MENTOR SMOOTH ROUND MODERATE PROFILE
Report
- Report Number
- 1645337-2024-14536
- Event Type
- Injury
- Date Received
- December 12, 2024
- Date of Event
- January 1, 2024
- Manufacturer
- MENTOR TEXAS
- Product Code
- FWM
- UDI-DI
- 00081317001249
- PMA / PMN Number
- P990075
- Adverse Event
- Yes
- Product Problem
- Yes
- Report Source
- Manufacturer report
- Reporter Location
- CA
- Reporter Occupation
- OTHER
- Health Professional
- N
Narratives
SINCE THE DEVICE HAS NOT BEEN RETURNED FOR ANALYSIS, NO PRODUCT FAILURE ANALYSIS CAN BE CONDUCTED, AND NO DETERMINATION OF POSSIBLE CONTRIBUTING FACTORS CAN BE MADE. AS SUCH, THE INVESTIGATION WILL BE CLOSED. IF THE COMPLAINT DEVICE IS RECEIVED IN THE FUTURE, THE INVESTIGATION WILL BE REOPENED AND CONDUCTED AS APPROPRIATE. A MANUFACTURING RECORD EVALUATION IS IN PROGRESS. ONCE COMPLETED, A SUPPLEMENTAL REPORT WILL BE SUBMITTED. REASON FOR DEVICE EXPLANT AND/OR REOPERATION: BREAST PROSTHESIS DEFLATION, CAPSULAR CONTRACTURE. D4: UDI: AS THE SERIAL NUMBER FOR THE DEVICE INVOLVED IN THE EVENT WAS NOT PROVIDED, THE FULL UDI IS CURRENTLY NOT AVAILABLE. MENTOR IS SUBMITTING THIS REPORT PURSUANT TO THE PROVISIONS OF 21 CFR, PART 803. THIS REPORT MAY BE BASED ON INFORMATION WHICH MENTOR HAS NOT BEEN ABLE TO INVESTIGATE OR VERIFY PRIOR TO THE REQUIRED REPORTING DATE. THIS REPORT DOES NOT REFLECT A CONCLUSION BY FDA, MENTOR, OR ITS EMPLOYEES THAT THE REPORT CONSTITUTES AN ADMISSION THAT THE DEVICE, MENTOR, OR ITS EMPLOYEES CAUSED OR CONTRIBUTED TO THE POTENTIAL EVENT DESCRIBED IN THIS REPORT. IF CERTAIN INFORMATION IS UNKNOWN, NOT AVAILABLE OR DOES NOT APPLY, THE SECTION/FIELD OF THE FORM IS LEFT BLANK. MANUFACTURER¿S REFERENCE NUMBER: (B)(4).

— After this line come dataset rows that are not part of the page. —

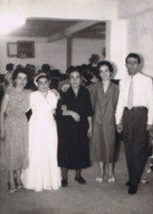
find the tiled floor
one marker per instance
(92, 198)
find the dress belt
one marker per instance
(137, 108)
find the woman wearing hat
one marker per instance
(43, 172)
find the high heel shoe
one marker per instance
(99, 179)
(111, 180)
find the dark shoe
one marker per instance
(133, 189)
(80, 180)
(64, 183)
(128, 183)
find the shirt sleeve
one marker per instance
(149, 95)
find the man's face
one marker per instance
(132, 65)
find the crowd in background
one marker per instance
(68, 112)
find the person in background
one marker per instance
(43, 172)
(104, 96)
(8, 82)
(14, 128)
(134, 116)
(74, 128)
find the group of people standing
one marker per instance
(70, 128)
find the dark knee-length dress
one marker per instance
(103, 137)
(73, 146)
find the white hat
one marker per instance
(36, 78)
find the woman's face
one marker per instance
(75, 79)
(104, 72)
(43, 84)
(21, 80)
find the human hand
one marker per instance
(2, 136)
(65, 87)
(64, 107)
(119, 128)
(75, 116)
(56, 93)
(149, 128)
(89, 133)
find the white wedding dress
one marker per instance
(43, 171)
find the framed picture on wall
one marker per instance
(11, 49)
(25, 49)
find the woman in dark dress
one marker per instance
(104, 96)
(74, 129)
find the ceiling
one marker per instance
(55, 29)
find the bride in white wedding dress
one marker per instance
(43, 171)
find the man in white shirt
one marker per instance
(134, 116)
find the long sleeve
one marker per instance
(149, 95)
(120, 103)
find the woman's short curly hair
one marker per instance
(17, 71)
(108, 64)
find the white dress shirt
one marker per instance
(142, 95)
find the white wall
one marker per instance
(139, 16)
(83, 48)
(66, 9)
(53, 53)
(140, 39)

ON 20-JAN-2025, THE MENTOR FAILURE ANALYSIS LAB RECEIVED A DEVICE FOR EVALUATION. THE DEVICE RECEIVED WAS FROM LOT #5843050. IT WAS PREVIOUSLY REPORTED THAT THE SUSPECT MEDICAL DEVICE IS FROM LOT #230886. MENTOR BECAME AWARE THAT LOT #5843050 IS THE CORRECT LOT NUMBER FOR THE COMPLAINT DEVICE. A MANUFACTURING RECORD EVALUATION (MRE) WAS PERFORMED, AND NO ANOMALIES WERE FOUND RELATED TO THIS COMPLAINT. IN ADDITION, THE MRE VERIFIES THAT THE DEVICE WAS MANUFACTURED IN ACCORDANCE WITH DOCUMENTED SPECIFICATION AND PROCEDURES. THE ANALYSIS HAS BEGUN BUT IS NOT COMPLETE AT THIS TIME. WHEN THE INVESTIGATIONAL ANALYSIS HAS BEEN COMPLETED, A SUPPLEMENTAL REPORT WILL BE SUBMITTED. THE REPORTED IMPLANTATION DATE IS BEFORE THE MANUFACTURE DATE OF THE SUSPECT MEDICAL DEVICE. MENTOR WILL REPORT THE IMPLANTATION DATE AS RECEIVED. IF CLARIFICATION IS RECEIVED, A SUPPLEMENTAL REPORT WILL BE SUBMITTED. MANUFACTURER¿S REFERENCE NUMBER: (B)(4).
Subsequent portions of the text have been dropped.